O inquérito teve origem após a prisão do advogado Rubens Dariu Saldivar Cabral, flagrado transportando R$ 100 mil em espécie entre Ponta Porã e Dourados. O rastro financeiro revelou movimentações bancárias incompatíveis com a renda declarada de diversos indivíduos ligados ao advogado. Em julho de 2025, a primeira fase da operação já havia apreendido equipamentos eletrônicos e documentos em endereços de luxo, visando consolidar as provas de enriquecimento ilícito.

O histórico criminal aponta que, em janeiro do ano anterior, o advogado foi detido ao retirar um veículo Audi A3 de um pátio policial em Nova Alvorada do Sul. O carro continha 21,6 quilos de pasta-base de cocaína ocultos, que não haviam sido detectados em uma apreensão anterior. Na ocasião, ele entregou o automóvel a comparsas após a liberação burocrática, sendo monitorado pelas autoridades.

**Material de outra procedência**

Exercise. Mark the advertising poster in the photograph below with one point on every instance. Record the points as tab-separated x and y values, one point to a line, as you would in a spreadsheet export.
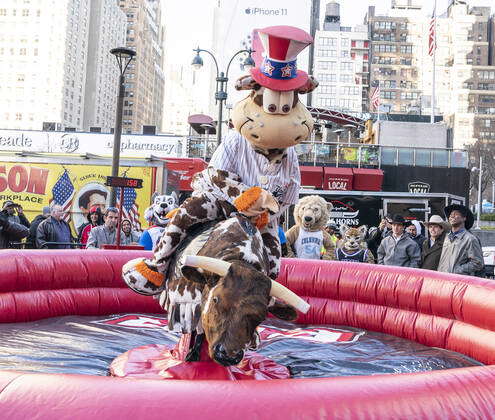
75	187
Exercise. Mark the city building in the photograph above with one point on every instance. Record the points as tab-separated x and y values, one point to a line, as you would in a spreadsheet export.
145	79
394	65
464	65
341	64
107	30
56	71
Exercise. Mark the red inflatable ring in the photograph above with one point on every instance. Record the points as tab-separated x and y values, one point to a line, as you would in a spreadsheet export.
435	309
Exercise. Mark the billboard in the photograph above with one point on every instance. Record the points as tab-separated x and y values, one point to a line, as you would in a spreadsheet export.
76	187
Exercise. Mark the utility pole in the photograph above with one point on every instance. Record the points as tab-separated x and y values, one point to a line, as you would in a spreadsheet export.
313	27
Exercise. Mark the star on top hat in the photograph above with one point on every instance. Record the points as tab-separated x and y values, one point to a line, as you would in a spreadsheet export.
281	45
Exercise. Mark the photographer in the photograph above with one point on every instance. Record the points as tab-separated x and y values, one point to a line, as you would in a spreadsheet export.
10	208
10	231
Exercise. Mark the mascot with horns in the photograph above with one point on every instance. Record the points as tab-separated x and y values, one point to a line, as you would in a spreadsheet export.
255	170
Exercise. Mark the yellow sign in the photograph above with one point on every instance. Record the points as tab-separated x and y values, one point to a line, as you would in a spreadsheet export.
75	187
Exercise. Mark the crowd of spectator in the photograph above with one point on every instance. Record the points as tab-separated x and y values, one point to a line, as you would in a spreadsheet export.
49	230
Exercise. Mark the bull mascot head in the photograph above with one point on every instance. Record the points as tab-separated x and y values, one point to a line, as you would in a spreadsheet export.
272	117
236	299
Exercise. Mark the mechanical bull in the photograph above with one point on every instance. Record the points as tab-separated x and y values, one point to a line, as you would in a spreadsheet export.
218	288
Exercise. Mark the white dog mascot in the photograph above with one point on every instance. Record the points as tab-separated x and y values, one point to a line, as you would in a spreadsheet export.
158	215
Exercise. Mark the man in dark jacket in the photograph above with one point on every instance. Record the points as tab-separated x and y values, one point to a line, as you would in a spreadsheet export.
54	229
10	231
399	249
10	208
31	240
432	246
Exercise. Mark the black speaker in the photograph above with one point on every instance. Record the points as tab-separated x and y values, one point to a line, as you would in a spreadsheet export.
149	129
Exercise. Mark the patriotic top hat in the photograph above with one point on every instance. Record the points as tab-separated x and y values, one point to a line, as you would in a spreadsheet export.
278	70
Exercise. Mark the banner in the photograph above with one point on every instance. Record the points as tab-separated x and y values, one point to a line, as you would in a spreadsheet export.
75	187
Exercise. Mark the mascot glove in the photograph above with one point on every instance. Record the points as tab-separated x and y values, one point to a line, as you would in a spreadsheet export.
139	275
172	213
255	201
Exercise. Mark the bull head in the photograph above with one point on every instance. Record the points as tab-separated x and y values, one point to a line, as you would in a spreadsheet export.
236	300
271	119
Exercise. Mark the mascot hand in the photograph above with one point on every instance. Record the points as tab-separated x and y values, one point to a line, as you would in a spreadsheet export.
141	277
255	201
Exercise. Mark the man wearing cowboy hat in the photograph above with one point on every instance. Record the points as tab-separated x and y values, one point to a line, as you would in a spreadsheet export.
432	246
399	249
461	251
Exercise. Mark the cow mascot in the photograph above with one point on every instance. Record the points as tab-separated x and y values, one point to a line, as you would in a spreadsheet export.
158	216
252	178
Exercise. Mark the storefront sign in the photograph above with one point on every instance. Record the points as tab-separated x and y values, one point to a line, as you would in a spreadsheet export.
418	187
95	143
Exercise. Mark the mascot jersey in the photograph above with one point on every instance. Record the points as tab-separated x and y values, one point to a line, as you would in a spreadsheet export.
280	176
150	237
308	244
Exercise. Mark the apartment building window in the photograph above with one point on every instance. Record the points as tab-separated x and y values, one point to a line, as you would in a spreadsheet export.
346	78
385	48
485	74
346	66
391	84
386	94
329	89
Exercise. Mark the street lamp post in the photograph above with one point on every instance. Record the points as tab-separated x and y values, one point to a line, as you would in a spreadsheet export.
124	56
221	79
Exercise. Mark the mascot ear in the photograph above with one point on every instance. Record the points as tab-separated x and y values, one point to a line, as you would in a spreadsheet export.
310	85
174	195
247	83
363	230
343	229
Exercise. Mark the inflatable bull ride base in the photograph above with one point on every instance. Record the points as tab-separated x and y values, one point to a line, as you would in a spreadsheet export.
435	309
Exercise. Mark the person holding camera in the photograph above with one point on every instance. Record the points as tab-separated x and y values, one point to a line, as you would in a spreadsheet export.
11	208
10	231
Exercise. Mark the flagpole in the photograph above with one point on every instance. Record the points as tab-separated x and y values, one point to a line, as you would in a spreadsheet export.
432	119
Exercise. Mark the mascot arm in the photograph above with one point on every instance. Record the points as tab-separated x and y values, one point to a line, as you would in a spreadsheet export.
329	254
291	236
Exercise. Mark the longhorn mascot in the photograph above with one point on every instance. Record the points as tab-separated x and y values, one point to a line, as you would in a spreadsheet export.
255	170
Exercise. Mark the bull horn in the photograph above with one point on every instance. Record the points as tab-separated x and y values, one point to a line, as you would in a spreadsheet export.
289	297
213	265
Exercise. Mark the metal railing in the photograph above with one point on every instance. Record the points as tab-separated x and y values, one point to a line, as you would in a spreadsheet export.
355	154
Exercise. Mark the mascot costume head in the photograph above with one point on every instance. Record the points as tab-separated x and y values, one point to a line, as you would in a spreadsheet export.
272	117
158	213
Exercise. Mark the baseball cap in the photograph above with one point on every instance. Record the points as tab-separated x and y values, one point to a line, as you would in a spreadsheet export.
8	203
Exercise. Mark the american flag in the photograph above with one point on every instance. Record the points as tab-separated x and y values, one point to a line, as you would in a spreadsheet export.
130	210
63	193
375	97
432	36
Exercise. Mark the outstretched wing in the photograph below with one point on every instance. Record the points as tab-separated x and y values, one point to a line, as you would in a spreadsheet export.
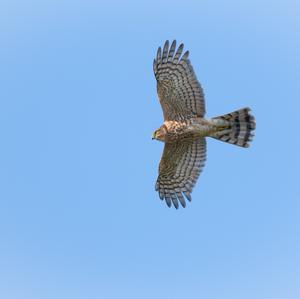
179	169
180	94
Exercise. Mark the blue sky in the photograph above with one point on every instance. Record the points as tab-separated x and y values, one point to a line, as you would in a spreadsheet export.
79	217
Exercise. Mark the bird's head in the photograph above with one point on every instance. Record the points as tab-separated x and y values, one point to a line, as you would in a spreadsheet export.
160	134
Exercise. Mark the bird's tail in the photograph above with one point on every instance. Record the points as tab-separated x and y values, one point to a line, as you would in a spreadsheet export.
235	127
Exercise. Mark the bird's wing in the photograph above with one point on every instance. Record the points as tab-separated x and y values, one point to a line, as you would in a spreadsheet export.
179	169
180	94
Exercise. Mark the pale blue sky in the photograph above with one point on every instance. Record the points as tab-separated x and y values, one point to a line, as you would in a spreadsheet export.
79	217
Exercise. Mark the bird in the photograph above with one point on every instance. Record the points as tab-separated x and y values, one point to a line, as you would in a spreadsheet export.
185	129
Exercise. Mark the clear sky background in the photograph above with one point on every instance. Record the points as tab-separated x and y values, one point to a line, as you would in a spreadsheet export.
79	217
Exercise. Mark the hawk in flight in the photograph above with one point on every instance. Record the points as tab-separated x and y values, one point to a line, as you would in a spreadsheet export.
185	128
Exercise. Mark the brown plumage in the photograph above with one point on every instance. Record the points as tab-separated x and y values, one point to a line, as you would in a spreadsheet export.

Pelo envolvimento com o transporte do entorpecente, Rubens Dariu foi condenado a sete anos e seis meses de reclusão. Outros dois homens que participaram da logística e ocultação da droga também receberam sentenças que variam entre oito e dez anos de prisão por tráfico e associação criminosa. A fase atual da operação busca agora identificar outros integrantes e desestruturar o suporte financeiro da organização.